Bajing biasa hidup di pohon, sehingga ketersedian pakan alaminya harus ada. Bukan mengandalkan pakan pemberian manusia. Foto: Petrus Riski/Mongabay Indonesia

 

Keberadaan bajing maupun tupai, kata Rosek, tidak dapat disamakan dengan keberadaan burung merpati atau kupu-kupu di Taman Surya. Selain sebagai satwa pengerat, bajing butuh tempat untuk tinggal dan pakan yang cukup seperti biji-bijian, buah-buahan, tanaman, dan jenis lainnya, yang justru lebih berpotensi merusak bila dibandingkan dengan burung merpati.

Bajing yang dilepaskan di halaman Balai Kota Surabaya menurut Rosek, dapat dipastikan diperoleh dari alam liar, melalui proses penangkapan atau perburuan. Menurut peraturan yang berlaku, menangkap semua jenis satwa liar di alam, baik dilindungi maupun tidak, harus mendapatkan izin dari Balai Besar Konservasi Sumber Daya Alam (BKSDA).

“Seharusnya demikian, walau pun itu tidak dilindungi, agar dapat terpantau kuota tangkapnya. Pertanyaannya adalah kenapa pelepasan ini tidak melalui kajian matang terlebih dahulu,” jelas Rosek.

 

Wali Kota Surabaya Tri Rismaharini memperhatikan sekumpulan bajing di kandang sebelum dilepaskan di Taman Surya, halaman Balai Kota Surabaya, Jawa Timur. Foto: Petrus Riski/Mongabay Indonesia

 

Wirdateti, peneliti dari Lembaga Ilmu Pengetahuan Indonesia (LIPI) yang pernah meneliti perilaku bajing maupun tupai mengungkapkan, istilah pelepasliaran yang digunakan kali ini sudah keliru. Ini dikarenakan, habitat tempat pelepasan bukan habitat asli. Pakan alaminya juga tidak terpenuhi, malah disediakan.

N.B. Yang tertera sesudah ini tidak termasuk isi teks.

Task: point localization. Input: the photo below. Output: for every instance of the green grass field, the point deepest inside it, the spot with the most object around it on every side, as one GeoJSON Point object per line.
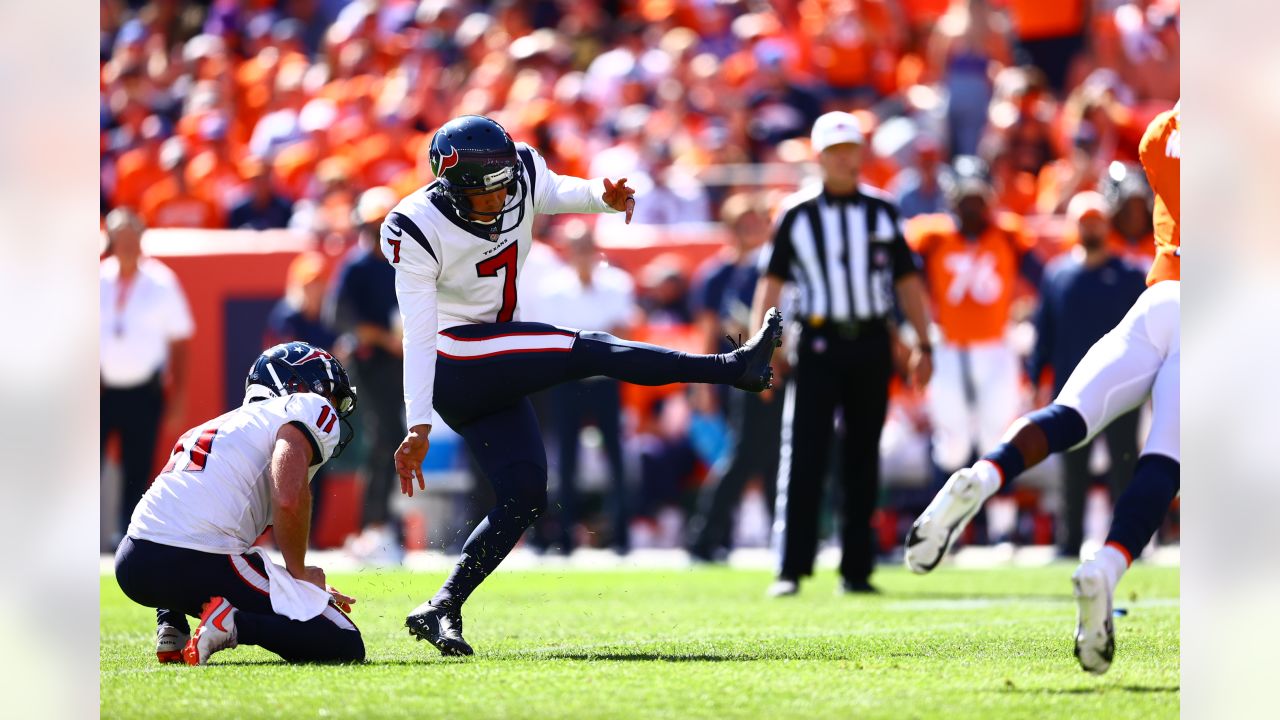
{"type": "Point", "coordinates": [688, 643]}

“Tidak tepat untuk melepaskan satwa kalau habitat tidak mendukung. Melihat halaman kantor wali kota itu, sangat tidak tepat untuk bajing, karena tidak ada (banyak) pohon yang memungkinkan mereka bebas bergerak. Juga hidup dari pohon ke pohon arboreal, beerta ketersediaan pakan yang juga jadi persoalan,” terangnya.

Selain itu, lanjut Wirdateti, habitat bajing di Taman Surya berbeda dengan habitat aslinya, sehingga akan menimbulkan kesulitan bagi satwa itu untuk adaptasi. Pada akhirnya, dapat mempengaruhi keberlangsungan hidupnya di alam.

“Ke depan, ini bukan hanya berpotensi menjadi hama, tapi mungkin saja mereka tidak dapat bertahan hidup karena habitat yang mendukung pergerakan dan kebutuhan pakannya tidak terpenuhi. Bajing bukan satwa di atas tanah, berbeda dengan burung merpati,” tandasnya.